As wages for information technology specialists in India continued to rise, some companies were looking to China for their offshore software applications, said the chief executive of a U.S.-based IT outsourcing company.

 

“China’s structural cost advantage over India is massive, and I think it’s long term,” said Freeboarders chief executive John Cestar.

 

“We don’t have any wage inflation in China and we haven’t for the last year and a half, and the number of really high-quality graduates coming out of this system is stunning.”

 

Freeborders China, one of the largest foreign-owned IT outsourcing centers in South China, has 225 employees in their development laboratory in Shenzhen working for more than 400 companies. While this number pales in comparison with some Indian firms with thousands of employees, Cestar sees potential for growth.

 

“There’s about US$10 billion a year spent by U.S. companies in software applications development from the United States to India,” he said. “For reasons of risk mitigation and diversification our customers are saying we’re going to move 5 percent or 10 percent of that into China in the next 15 months. They’re saying: we can’t afford to be all India.”

 

But cost advantage did not matter if the outsourcing company could not deliver a quality product, Cestar said. That is why he likes to bring his clients to the company’s lab in Shenzhen, which he said looked as if it could be located in San Jose, California.

 

 “The whole game comes down to process maturity,” he said. “You’re not outsourcing to a country, you’re outsourcing to a company. We happen to have a software company in China, but it’s a world-class operation.”

 

One concern companies have about outsourcing to China is piracy. To combat such problems, Freeborders enforced strict security rules and insists on a unified system of documentation and process, Cestar said.

 

 Another concern is lack of management skills among Chinese employees. Freeborders often hired Chinese managers who had been trained in the United States or at U.S. companies such as Microsoft, Cestar said. They also employ people he calls “process police,” who go across projects to ensure high standards.

 

Freeborders China started three years ago on specialty projects for U.S. retailers such as Target and DuPont.
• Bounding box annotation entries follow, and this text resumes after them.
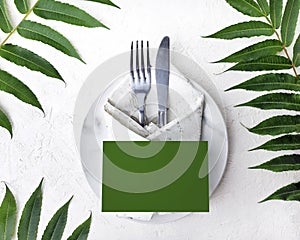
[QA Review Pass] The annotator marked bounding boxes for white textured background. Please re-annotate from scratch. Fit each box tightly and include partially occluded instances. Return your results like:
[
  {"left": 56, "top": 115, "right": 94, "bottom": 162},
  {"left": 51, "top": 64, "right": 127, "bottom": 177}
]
[{"left": 0, "top": 0, "right": 300, "bottom": 240}]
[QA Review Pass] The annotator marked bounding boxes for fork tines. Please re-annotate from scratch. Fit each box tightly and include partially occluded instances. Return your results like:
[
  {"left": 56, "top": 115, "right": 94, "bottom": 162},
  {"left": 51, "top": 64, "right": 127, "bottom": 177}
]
[{"left": 130, "top": 41, "right": 151, "bottom": 81}]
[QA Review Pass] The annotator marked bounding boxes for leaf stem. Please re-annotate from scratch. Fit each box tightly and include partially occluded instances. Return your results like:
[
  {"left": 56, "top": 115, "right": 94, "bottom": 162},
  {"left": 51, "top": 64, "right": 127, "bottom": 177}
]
[
  {"left": 0, "top": 0, "right": 40, "bottom": 48},
  {"left": 265, "top": 16, "right": 299, "bottom": 79}
]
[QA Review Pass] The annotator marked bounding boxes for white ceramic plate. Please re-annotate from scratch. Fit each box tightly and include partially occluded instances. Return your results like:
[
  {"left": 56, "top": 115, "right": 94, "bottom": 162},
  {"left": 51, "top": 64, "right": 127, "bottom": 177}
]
[{"left": 74, "top": 50, "right": 228, "bottom": 223}]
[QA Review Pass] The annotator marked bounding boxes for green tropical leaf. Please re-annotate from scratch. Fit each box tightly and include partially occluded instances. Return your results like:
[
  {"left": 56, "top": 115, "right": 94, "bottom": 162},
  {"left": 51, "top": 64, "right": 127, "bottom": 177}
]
[
  {"left": 237, "top": 93, "right": 300, "bottom": 111},
  {"left": 0, "top": 109, "right": 13, "bottom": 137},
  {"left": 42, "top": 198, "right": 72, "bottom": 240},
  {"left": 15, "top": 0, "right": 29, "bottom": 14},
  {"left": 250, "top": 134, "right": 300, "bottom": 151},
  {"left": 257, "top": 0, "right": 270, "bottom": 16},
  {"left": 33, "top": 0, "right": 107, "bottom": 28},
  {"left": 249, "top": 154, "right": 300, "bottom": 172},
  {"left": 18, "top": 180, "right": 43, "bottom": 240},
  {"left": 260, "top": 182, "right": 300, "bottom": 203},
  {"left": 248, "top": 115, "right": 300, "bottom": 136},
  {"left": 0, "top": 44, "right": 63, "bottom": 80},
  {"left": 0, "top": 70, "right": 44, "bottom": 112},
  {"left": 206, "top": 21, "right": 274, "bottom": 39},
  {"left": 218, "top": 40, "right": 282, "bottom": 62},
  {"left": 68, "top": 214, "right": 92, "bottom": 240},
  {"left": 0, "top": 185, "right": 17, "bottom": 240},
  {"left": 281, "top": 0, "right": 300, "bottom": 47},
  {"left": 86, "top": 0, "right": 120, "bottom": 8},
  {"left": 226, "top": 0, "right": 264, "bottom": 17},
  {"left": 17, "top": 20, "right": 83, "bottom": 62},
  {"left": 270, "top": 0, "right": 283, "bottom": 28},
  {"left": 293, "top": 34, "right": 300, "bottom": 67},
  {"left": 0, "top": 0, "right": 13, "bottom": 33},
  {"left": 226, "top": 73, "right": 300, "bottom": 92},
  {"left": 226, "top": 55, "right": 292, "bottom": 71}
]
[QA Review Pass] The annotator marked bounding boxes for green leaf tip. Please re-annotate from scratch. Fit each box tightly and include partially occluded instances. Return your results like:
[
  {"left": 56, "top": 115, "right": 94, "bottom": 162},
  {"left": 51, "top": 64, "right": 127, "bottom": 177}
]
[
  {"left": 0, "top": 109, "right": 13, "bottom": 138},
  {"left": 205, "top": 21, "right": 274, "bottom": 40},
  {"left": 226, "top": 0, "right": 264, "bottom": 17}
]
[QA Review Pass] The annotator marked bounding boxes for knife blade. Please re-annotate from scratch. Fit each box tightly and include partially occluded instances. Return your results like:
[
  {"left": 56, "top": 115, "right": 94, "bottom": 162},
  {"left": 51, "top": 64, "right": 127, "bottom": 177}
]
[{"left": 155, "top": 37, "right": 170, "bottom": 127}]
Retailers were natural customers as they were used to working in China and trusted the market.

 

Since then, Freeborders has picked up business from technology companies wanting to diversify.

 

But the motherlode of business, Cestar believes, is targeting the “low-hanging fruit” in IT applications at Wall Street firms. The difficulty is getting them to trust the Chinese market.

 

“If you go into a Wall Street firm and say we’ll do anything you want...they’ll say it’s not credible and won’t trust you,” he said. “They need specialty expertise.”

 

One area in which Freeborders specializes is automated testing. The company can take millions of lines of code, change 15 lines of it, and test it for success. Financial service companies could outsource such projects to China at low risk and for less cost than in the United States, Cestar said.

 

Another area is consolidating data from disparate systems within a company. Freeborders can integrate information into a single Web portal so employees can view data from various systems on a single screen.

 

Despite the advantages of outsourcing IT and software management to China, Cestar admits the market has to endure some growing pains before reaching full potential.

 

“The key to success in this business is not saying we’ll do everything,” he said. “You’ve got to say no to a lot of work to keep credibility.”